The Atlantic League exists so that professional baseball players who are not signed by a Major or Minor League organization could have another chance at playing at a higher level. Although the level of Atlantic League play can be categorized as between AA and AAA, players in independent baseball are usually not scouted heavily by Major League teams. Many former Major League ballplayers have called Atlantic League teams home in an effort to get back to the Majors. The league also caters to players who are not quite talented enough to play at a higher level.



In 1998, the Atlantic League of Professional Baseball played its inaugural season. The creation of the league was the result of the New York Mets' objection to Frank Boulton's proposal to move the former Albany-Colonie Yankees to Long Island. The Mets objected to the move because of its territorial rights to the region. Boulton, a Long Island native, decided to create a new league that would have a higher salary cap for its players and a longer season than most of the other independent baseball organizations. He modeled the Atlantic League after the older Pacific Coast League, with facilities that exceed AAA-level standards. Boulton also emphasized signing players of Major League Baseball experience for all Atlantic League teams, raising the level of play above other independent leagues.

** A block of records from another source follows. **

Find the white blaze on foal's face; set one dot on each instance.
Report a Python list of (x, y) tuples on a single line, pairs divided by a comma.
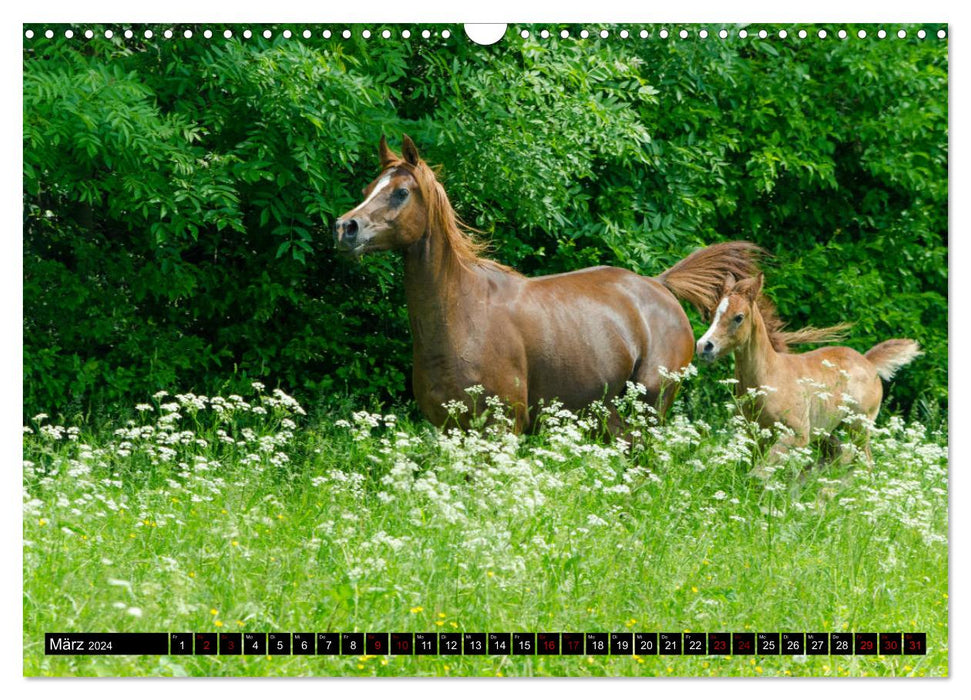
[(707, 348)]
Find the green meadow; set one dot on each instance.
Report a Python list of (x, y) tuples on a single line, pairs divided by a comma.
[(244, 514)]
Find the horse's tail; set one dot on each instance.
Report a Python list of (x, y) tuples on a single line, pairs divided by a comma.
[(891, 355), (810, 334), (700, 278)]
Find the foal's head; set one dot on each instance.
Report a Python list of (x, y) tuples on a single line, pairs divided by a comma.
[(393, 214), (732, 324)]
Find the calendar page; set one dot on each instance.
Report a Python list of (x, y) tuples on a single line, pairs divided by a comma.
[(485, 350)]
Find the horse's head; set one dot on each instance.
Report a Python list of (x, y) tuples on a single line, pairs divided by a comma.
[(393, 214), (732, 322)]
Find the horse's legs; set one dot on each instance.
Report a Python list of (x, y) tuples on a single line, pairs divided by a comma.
[(859, 433), (778, 452)]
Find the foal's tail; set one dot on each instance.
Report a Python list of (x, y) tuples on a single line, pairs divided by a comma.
[(699, 279), (891, 355)]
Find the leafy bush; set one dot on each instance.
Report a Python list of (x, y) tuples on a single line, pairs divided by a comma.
[(178, 194)]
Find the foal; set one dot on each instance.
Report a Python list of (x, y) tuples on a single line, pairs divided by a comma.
[(809, 391)]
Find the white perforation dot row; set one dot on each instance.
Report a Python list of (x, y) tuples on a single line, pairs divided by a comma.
[(525, 34)]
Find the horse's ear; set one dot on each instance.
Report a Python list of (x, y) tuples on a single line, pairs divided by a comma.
[(409, 150), (386, 155)]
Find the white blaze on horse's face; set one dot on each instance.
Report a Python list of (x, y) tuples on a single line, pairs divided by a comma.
[(381, 184), (707, 347), (389, 217)]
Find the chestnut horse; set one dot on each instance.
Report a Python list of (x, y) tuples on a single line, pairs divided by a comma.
[(808, 390), (577, 337)]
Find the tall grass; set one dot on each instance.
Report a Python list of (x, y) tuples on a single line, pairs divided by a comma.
[(241, 514)]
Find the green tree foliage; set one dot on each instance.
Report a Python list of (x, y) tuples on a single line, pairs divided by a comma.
[(178, 194)]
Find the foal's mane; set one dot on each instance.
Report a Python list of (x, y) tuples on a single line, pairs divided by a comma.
[(460, 238), (782, 340)]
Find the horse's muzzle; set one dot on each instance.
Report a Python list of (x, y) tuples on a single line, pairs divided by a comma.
[(706, 351), (346, 233)]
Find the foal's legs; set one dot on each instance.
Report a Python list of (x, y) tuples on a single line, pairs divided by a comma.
[(778, 452)]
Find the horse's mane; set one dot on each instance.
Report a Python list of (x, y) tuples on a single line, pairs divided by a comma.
[(466, 248), (782, 340)]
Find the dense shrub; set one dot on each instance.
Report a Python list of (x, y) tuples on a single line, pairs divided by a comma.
[(178, 194)]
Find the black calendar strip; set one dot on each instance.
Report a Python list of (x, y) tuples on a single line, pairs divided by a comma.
[(487, 644)]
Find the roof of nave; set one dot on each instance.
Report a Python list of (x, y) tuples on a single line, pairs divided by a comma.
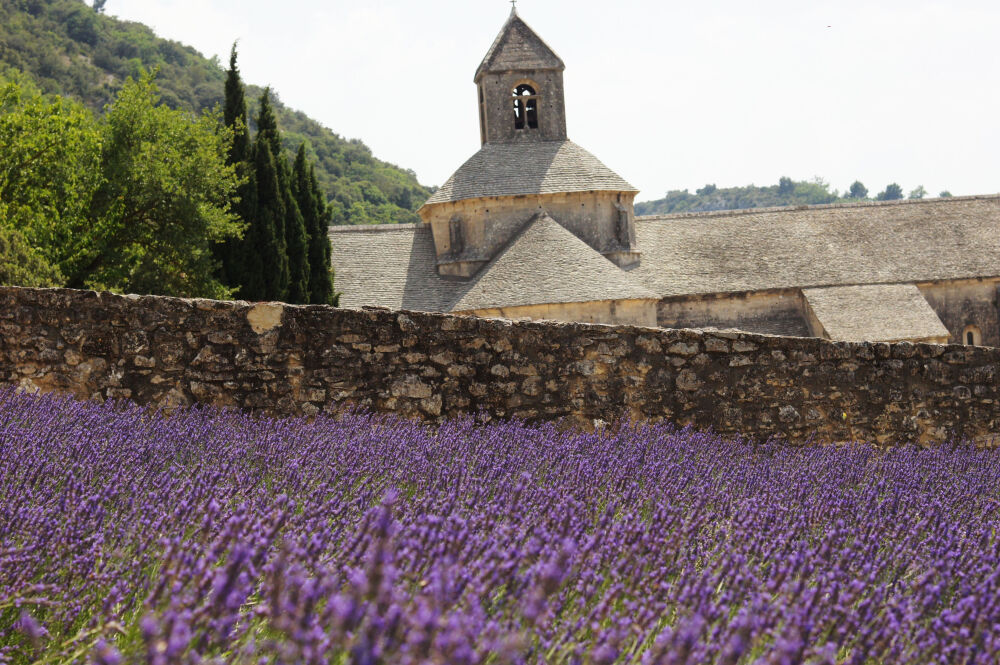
[(513, 169), (826, 245), (875, 313), (518, 47), (688, 254)]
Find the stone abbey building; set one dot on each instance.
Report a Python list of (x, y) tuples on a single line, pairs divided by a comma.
[(535, 226)]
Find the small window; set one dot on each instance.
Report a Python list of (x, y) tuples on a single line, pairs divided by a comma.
[(456, 236), (525, 107)]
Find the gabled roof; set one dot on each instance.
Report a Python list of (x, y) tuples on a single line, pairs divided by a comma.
[(389, 265), (512, 169), (518, 47), (825, 245), (545, 263), (875, 313)]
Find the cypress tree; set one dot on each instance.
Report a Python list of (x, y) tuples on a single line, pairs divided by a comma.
[(292, 224), (324, 290), (270, 210), (315, 214), (236, 256)]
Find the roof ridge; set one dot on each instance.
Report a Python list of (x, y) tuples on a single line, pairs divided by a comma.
[(818, 206), (373, 228)]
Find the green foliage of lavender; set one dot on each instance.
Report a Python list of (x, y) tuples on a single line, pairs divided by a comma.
[(209, 536)]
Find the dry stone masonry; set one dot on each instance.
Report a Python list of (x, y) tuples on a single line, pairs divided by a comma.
[(303, 360)]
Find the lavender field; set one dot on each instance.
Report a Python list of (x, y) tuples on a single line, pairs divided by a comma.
[(126, 537)]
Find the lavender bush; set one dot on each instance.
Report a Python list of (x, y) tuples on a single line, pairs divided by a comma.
[(209, 536)]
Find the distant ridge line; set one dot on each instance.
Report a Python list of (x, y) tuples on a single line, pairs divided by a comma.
[(819, 206)]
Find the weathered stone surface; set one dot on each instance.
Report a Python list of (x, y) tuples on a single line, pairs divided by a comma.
[(291, 360)]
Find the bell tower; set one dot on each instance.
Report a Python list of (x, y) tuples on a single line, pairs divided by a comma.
[(520, 87)]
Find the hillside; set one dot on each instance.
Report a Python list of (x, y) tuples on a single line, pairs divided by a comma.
[(70, 49), (787, 192)]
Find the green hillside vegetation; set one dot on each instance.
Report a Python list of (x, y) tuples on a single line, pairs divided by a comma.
[(70, 49), (787, 192)]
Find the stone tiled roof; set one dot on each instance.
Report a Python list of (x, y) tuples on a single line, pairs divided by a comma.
[(875, 313), (819, 246), (512, 169), (868, 243), (394, 266), (518, 47), (389, 266), (545, 263)]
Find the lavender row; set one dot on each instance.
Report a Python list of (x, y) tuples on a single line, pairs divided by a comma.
[(210, 536)]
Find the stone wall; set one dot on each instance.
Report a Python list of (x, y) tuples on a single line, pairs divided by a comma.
[(281, 359), (963, 303)]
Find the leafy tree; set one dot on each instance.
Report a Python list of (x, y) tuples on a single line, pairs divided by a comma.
[(49, 170), (892, 192), (858, 190), (23, 265), (69, 49), (162, 202), (316, 217)]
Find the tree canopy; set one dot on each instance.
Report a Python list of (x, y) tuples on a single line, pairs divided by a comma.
[(71, 49), (130, 202)]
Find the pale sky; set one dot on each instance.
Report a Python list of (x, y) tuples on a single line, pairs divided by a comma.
[(669, 94)]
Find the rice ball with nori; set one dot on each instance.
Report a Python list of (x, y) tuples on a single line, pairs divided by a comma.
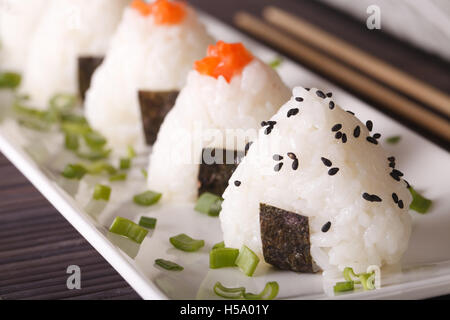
[(154, 48), (18, 21), (319, 162), (226, 97)]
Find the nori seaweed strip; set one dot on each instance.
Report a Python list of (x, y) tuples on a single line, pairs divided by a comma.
[(155, 105), (86, 68), (213, 177), (285, 239)]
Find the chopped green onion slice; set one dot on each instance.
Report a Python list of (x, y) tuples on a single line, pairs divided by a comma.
[(269, 292), (219, 245), (118, 177), (275, 63), (63, 101), (74, 171), (94, 155), (101, 192), (367, 280), (125, 163), (129, 229), (185, 243), (10, 80), (349, 274), (94, 140), (131, 152), (344, 286), (74, 118), (23, 110), (247, 261), (419, 203), (148, 222), (71, 141), (34, 124), (75, 127), (209, 203), (393, 139), (168, 265), (147, 198), (222, 257), (228, 293)]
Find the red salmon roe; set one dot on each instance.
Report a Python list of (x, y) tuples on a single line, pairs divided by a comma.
[(163, 11), (224, 59)]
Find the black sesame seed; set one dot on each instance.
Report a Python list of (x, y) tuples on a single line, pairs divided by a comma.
[(395, 197), (292, 112), (331, 105), (357, 132), (326, 162), (292, 155), (278, 167), (277, 157), (372, 140), (295, 164), (407, 184), (326, 226), (320, 94), (333, 171)]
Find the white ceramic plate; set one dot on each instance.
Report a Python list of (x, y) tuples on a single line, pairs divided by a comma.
[(424, 272)]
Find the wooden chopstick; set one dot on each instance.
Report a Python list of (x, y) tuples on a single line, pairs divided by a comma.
[(343, 74), (355, 57)]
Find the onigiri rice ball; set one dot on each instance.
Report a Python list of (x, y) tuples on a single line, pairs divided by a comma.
[(216, 109), (18, 21), (67, 30), (322, 163), (145, 54)]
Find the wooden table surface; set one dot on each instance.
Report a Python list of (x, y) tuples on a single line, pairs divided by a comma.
[(37, 244)]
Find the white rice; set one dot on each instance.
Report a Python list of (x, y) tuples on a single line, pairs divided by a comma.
[(68, 29), (18, 21), (143, 56), (206, 111), (362, 233)]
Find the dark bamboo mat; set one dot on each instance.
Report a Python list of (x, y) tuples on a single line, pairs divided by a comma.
[(37, 244)]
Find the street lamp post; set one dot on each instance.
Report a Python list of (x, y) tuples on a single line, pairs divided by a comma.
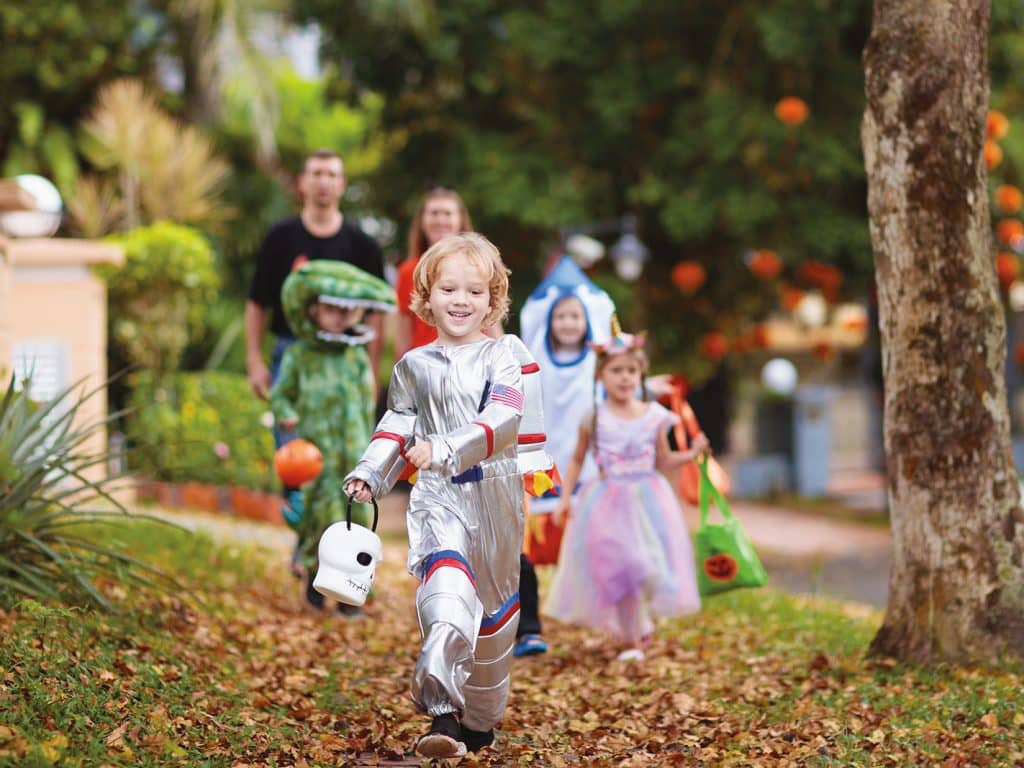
[(629, 253)]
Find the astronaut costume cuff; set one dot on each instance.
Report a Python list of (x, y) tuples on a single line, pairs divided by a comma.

The Long Island Ducks continue to be a strong draw in the region, averaging 400,000 fans a season, and have seen the likes of such Major League alumni as Edgardo Alfonzo, Pedro Borbón, Jr., José Offerman, Donovan Osborne, Bill Pulsipher, Armando Ríos, John Rocker, and Mark Whiten. In 2007, Frank Boulton expressed his contentment with the Atlantic League and the Ducks to Baseball America saying, "The Long Island Ducks are the best thing I've ever done in baseball."[2]